Le mont Bergisel qui domine Innsbruck est doublement sacré pour les Tyroliens. C’est là qu’au cours des batailles franco-prussiennes se révéla le héros national Andreas Hofer, qui y possède sa statue. Le stade olympique fut ensuite bâti au pied de l’historique tremplin de saut à ski, où le pape Jean-Paul II célébra une messe en 1988 devant 60.000 fidèles.

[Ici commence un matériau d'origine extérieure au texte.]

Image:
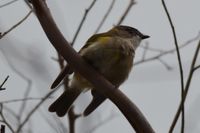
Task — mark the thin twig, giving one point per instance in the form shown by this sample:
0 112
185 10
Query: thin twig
163 53
28 4
132 2
179 63
2 130
72 119
24 102
167 66
197 67
4 119
16 25
146 47
33 110
186 88
3 83
8 3
105 16
72 116
23 99
82 21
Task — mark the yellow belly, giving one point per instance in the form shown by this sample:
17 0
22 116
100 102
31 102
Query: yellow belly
113 64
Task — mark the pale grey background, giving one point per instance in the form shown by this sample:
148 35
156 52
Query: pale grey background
150 86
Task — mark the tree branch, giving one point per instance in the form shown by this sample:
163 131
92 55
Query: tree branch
82 21
179 63
8 3
132 2
192 69
4 119
105 16
130 111
3 83
16 25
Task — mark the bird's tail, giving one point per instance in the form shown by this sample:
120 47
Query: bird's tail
64 102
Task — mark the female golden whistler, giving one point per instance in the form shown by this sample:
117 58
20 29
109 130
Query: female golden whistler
111 54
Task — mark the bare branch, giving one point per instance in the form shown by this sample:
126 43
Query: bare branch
192 69
197 67
82 21
146 47
105 16
167 66
4 119
2 130
179 63
28 3
130 111
163 53
132 2
8 3
3 83
24 102
23 99
72 119
16 25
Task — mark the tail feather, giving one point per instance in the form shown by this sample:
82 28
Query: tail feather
96 101
64 102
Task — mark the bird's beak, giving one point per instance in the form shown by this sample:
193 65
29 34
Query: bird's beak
145 36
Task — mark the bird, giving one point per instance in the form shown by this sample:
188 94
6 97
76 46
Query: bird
111 54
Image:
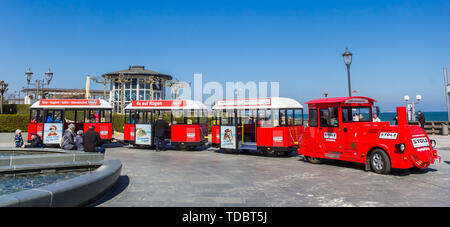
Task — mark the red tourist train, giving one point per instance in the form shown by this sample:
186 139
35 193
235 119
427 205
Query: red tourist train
50 117
188 122
270 125
343 129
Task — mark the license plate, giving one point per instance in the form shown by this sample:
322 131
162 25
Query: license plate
420 142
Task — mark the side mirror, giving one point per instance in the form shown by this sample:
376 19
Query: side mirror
377 108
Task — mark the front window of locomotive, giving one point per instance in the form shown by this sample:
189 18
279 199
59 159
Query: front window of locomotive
356 114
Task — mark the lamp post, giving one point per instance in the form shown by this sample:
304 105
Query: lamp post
348 61
3 89
104 82
412 110
39 83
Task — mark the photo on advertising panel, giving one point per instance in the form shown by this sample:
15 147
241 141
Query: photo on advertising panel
228 137
53 133
143 134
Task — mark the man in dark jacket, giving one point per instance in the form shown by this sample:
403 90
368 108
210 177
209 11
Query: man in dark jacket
160 133
36 141
69 138
92 141
421 119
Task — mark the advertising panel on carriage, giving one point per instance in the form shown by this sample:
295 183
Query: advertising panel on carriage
53 133
187 119
143 134
270 125
50 117
228 137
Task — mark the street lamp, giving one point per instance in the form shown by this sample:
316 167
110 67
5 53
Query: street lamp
3 89
411 110
38 83
348 61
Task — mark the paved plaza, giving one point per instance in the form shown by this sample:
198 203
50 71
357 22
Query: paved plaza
211 178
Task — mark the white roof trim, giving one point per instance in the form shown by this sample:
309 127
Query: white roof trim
59 104
257 103
190 105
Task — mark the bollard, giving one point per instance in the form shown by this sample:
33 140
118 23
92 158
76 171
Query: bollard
444 129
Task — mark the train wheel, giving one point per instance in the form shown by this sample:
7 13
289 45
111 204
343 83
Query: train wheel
271 152
380 162
313 160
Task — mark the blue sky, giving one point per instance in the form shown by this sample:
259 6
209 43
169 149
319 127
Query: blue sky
399 47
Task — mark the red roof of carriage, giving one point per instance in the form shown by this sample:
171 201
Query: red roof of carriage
339 100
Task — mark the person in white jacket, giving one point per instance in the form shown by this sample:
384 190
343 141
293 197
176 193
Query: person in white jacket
376 118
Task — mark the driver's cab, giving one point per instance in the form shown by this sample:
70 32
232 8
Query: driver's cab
334 122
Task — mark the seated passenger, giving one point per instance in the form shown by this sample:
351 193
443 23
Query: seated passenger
36 141
49 118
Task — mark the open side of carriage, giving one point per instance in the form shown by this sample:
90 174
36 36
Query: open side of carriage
271 125
50 117
188 122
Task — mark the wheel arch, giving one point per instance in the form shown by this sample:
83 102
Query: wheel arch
369 153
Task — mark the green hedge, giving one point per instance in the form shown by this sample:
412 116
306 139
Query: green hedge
12 122
118 120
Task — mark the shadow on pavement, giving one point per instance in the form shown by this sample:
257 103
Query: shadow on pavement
360 166
255 153
121 184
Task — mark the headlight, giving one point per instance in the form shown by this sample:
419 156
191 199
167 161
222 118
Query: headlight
433 143
400 147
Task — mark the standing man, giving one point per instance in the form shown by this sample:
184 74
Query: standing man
421 119
160 133
92 141
376 118
69 138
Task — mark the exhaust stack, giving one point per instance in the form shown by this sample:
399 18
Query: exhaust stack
402 117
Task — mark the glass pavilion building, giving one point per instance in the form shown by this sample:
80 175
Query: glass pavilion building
135 83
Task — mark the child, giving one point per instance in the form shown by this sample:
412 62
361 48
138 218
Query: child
79 140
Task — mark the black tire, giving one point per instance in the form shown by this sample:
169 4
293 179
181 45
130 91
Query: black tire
270 153
380 162
313 160
229 151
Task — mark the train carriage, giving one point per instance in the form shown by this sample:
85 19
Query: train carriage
50 117
188 122
270 125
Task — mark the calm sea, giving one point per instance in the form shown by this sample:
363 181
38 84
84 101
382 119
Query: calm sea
429 116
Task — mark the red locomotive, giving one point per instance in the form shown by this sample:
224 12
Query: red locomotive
343 129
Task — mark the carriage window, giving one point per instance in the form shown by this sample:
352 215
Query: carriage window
283 118
356 114
313 118
178 117
228 117
191 117
106 117
203 117
36 116
92 116
71 116
329 117
130 117
298 117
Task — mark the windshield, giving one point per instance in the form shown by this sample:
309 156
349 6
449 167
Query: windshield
356 114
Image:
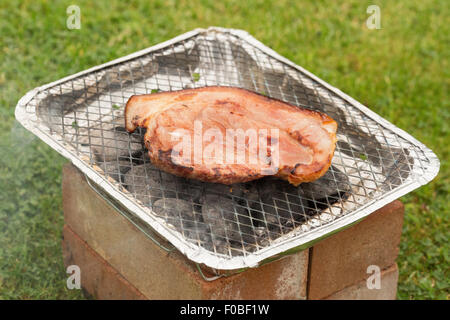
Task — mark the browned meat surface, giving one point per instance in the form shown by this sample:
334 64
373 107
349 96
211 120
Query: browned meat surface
291 143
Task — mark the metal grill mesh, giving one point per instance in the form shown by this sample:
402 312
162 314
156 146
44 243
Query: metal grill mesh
86 115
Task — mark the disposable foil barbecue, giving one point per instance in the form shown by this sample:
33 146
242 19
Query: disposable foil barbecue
224 226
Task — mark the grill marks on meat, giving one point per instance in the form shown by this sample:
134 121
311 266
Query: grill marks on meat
306 139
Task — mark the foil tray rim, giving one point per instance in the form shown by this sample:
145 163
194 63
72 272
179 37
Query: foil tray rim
201 255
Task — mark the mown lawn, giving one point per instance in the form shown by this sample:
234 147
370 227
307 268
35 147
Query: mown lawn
400 71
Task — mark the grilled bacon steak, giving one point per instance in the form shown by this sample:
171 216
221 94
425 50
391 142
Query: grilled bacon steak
229 135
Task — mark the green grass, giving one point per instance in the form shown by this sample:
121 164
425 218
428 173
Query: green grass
401 72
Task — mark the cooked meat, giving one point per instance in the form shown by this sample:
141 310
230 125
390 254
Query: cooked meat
292 143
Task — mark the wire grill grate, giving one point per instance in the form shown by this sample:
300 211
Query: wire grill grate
216 223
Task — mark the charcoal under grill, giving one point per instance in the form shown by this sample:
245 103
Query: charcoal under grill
224 227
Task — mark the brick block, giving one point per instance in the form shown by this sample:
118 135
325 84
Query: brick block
360 291
342 259
98 278
159 275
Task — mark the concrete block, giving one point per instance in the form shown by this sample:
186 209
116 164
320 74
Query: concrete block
360 290
98 278
161 275
342 259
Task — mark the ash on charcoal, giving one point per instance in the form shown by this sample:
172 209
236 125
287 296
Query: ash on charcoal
331 187
110 143
227 220
149 184
182 216
116 170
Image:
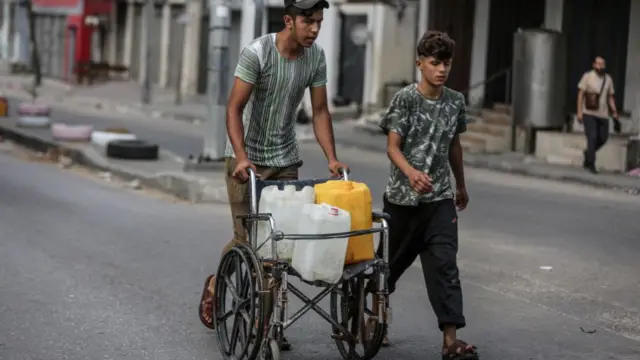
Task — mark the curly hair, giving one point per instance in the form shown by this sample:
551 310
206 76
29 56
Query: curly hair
437 44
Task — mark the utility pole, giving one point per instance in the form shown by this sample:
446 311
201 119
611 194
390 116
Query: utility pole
260 10
146 80
6 18
218 87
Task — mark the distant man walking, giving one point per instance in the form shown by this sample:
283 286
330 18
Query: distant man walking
596 103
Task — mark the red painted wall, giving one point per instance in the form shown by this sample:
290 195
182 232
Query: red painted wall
83 32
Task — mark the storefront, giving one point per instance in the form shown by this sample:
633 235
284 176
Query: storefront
69 32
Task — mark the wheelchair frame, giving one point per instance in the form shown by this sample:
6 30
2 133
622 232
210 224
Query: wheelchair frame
266 279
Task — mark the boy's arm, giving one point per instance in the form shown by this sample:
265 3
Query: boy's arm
322 125
246 76
455 150
396 125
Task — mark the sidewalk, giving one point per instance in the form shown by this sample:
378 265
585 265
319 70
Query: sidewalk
367 138
121 97
184 139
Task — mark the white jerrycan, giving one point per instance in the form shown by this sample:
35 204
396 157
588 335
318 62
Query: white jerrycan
321 259
285 207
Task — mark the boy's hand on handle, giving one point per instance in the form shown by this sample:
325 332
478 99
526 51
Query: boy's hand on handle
335 166
462 198
241 172
420 182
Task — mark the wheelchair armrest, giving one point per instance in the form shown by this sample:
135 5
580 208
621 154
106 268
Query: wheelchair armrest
379 215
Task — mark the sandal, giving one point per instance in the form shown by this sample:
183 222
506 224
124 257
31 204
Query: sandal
371 329
206 310
460 350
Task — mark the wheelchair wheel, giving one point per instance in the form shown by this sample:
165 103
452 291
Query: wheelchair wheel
353 308
239 309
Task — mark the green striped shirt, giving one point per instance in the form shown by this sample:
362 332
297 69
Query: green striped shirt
269 117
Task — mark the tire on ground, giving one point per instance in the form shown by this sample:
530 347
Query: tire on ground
65 132
132 150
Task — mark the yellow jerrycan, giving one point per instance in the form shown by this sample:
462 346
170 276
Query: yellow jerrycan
355 198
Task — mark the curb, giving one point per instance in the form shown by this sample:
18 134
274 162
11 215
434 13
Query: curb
499 166
184 186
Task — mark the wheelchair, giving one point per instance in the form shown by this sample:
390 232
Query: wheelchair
252 324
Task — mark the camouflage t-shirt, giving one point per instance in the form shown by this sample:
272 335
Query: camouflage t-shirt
427 128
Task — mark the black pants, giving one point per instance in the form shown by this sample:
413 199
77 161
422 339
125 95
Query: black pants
431 231
597 131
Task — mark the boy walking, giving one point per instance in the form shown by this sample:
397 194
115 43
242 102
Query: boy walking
423 125
271 77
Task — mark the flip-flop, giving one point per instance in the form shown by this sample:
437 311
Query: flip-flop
207 299
460 350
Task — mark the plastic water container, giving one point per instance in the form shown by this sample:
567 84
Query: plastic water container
285 207
355 198
321 259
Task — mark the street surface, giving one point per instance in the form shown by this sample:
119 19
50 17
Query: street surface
93 271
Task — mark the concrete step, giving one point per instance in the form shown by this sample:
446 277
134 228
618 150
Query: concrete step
566 157
490 129
472 147
495 117
502 108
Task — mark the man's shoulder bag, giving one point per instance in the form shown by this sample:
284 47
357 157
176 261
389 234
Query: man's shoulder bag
592 100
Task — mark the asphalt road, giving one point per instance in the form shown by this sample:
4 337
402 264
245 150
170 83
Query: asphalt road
90 271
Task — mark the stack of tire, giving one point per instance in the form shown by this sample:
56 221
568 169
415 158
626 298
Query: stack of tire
31 115
120 143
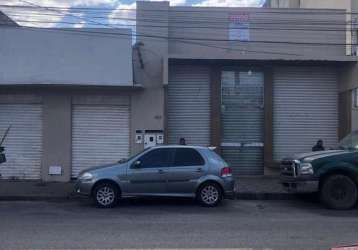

Les deux vasques olympiques s’y trouvent, ainsi qu’une troisième, ce qui reste unique au monde. En plus des Jeux d’hiver, Innsbruck a en effet accueilli en 2012 les premiers JO de la jeunesse. Plus largement, le lieu reçoit les touristes en nombre depuis que la « starchitecte » Zaha Hadid a conçu, en 2002, le nouveau tremplin (photo), coiffé d’un restaurant panoramique tout en courbes et contre-courbes.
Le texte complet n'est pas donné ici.